Boswellia serrata (5-LOX inhibitor)
100–250 mg/day standardised to AKBA (e.g., 5-Loxin, Aflapin)
Boswellia inhibits 5-lipoxygenase, reducing leukotriene-driven joint inflammation. Multiple RCTs at standardised doses (5-Loxin 100 mg/day, Aflapin 100 mg/day) show pain reduction and function improvement on WOMAC scores over 30–90 days. Boswellia + curcumin combinations have additive evidence in some trials. The standardised products are markedly more effective than generic Boswellia powders.
Collagen peptides (hydrolyzed type II or generic peptides)
5–10 g/day hydrolyzed collagen, or 40 mg/day undenatured type-II collagen (UC-II)

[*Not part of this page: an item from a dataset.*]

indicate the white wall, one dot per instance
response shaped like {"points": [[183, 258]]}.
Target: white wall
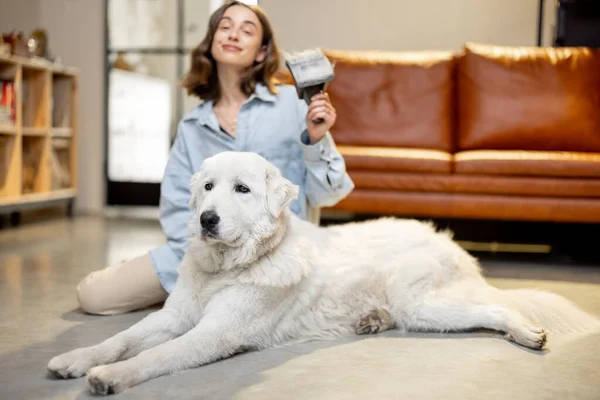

Two distinct preparations with different mechanisms: hydrolyzed collagen peptides (5–10 g/day) appear to act as substrate for cartilage matrix; undenatured type-II collagen (UC-II, 40 mg/day) is hypothesized to act via oral tolerance and downregulation of immune-mediated cartilage attack. Both have small RCTs showing functional improvement in knee OA at 90+ days. Effect is slower than NSAIDs but generally well-tolerated.
Glucosamine sulfate (1,500 mg) + Chondroitin sulfate (1,200 mg)
Glucosamine sulfate 1,500 mg/day + Chondroitin sulfate 1,200 mg/day for 6+ months
The GAIT trial (2006) was negative for the combination versus celecoxib overall, but a moderate-to-severe knee OA subgroup showed modest benefit. Subsequent European RCTs of pharmaceutical-grade glucosamine sulfate (rather than glucosamine hydrochloride) have been more consistently positive. Effect is slow (3+ months). Reasonable to trial if other options are limited; do not expect dramatic relief. Use glucosamine sulfate, not hydrochloride, and pair with chondroitin in the doses above.
Vitamin D3 (if 25-OH-D is low)
1,000–2,000 IU/day to maintain normal 25-OH-D
Low vitamin D correlates with worse OA outcomes observationally; trial evidence for OA-specific endpoints is modest. Worth testing and supplementing if deficient — most adults benefit anyway.
What to skip
- MSM as monotherapy at low doses — modest signal exists for 3 g/day or higher, but the typical 500–1,000 mg/day on combination labels is subtherapeutic. If using MSM, use 3+ g/day.
- SAMe as primary OA treatment — has small trial signal but is expensive, marginal, and the mood and methylation indications it's better-evidenced for are different conditions.
- Hyaluronic acid oral supplements — intra-articular injection is the trial-supported delivery; oral hyaluronate has thin and inconsistent evidence.
- "Joint complex" products bundling 12 ingredients at subtherapeutic doses — pay for individual ingredients at trial-tested doses.
- Sea cucumber, shark cartilage, "deer antler velvet" — historically marketed for joint health with minimal clinical evidence; sourcing concerns and contamination.
- Topical capsaicin without expectations — capsaicin does have signal for OA pain but is uncomfortable to use (initial burning), needs consistent multi-week application, and is not what most users mean by "supplement."
The non-supplement layer that matters more
Weight loss is the largest single lever for knee OA — every 1 kg lost reduces effective knee compressive load by ~4 kg during normal walking. Quadriceps strengthening and aerobic conditioning produce real pain and function improvements. Bracing, off-loader insoles, and (for some patients) intra-articular corticosteroid or hyaluronic acid injections sit alongside supplements. Total knee replacement is the definitive intervention for end-stage OA with quality-of-life impact.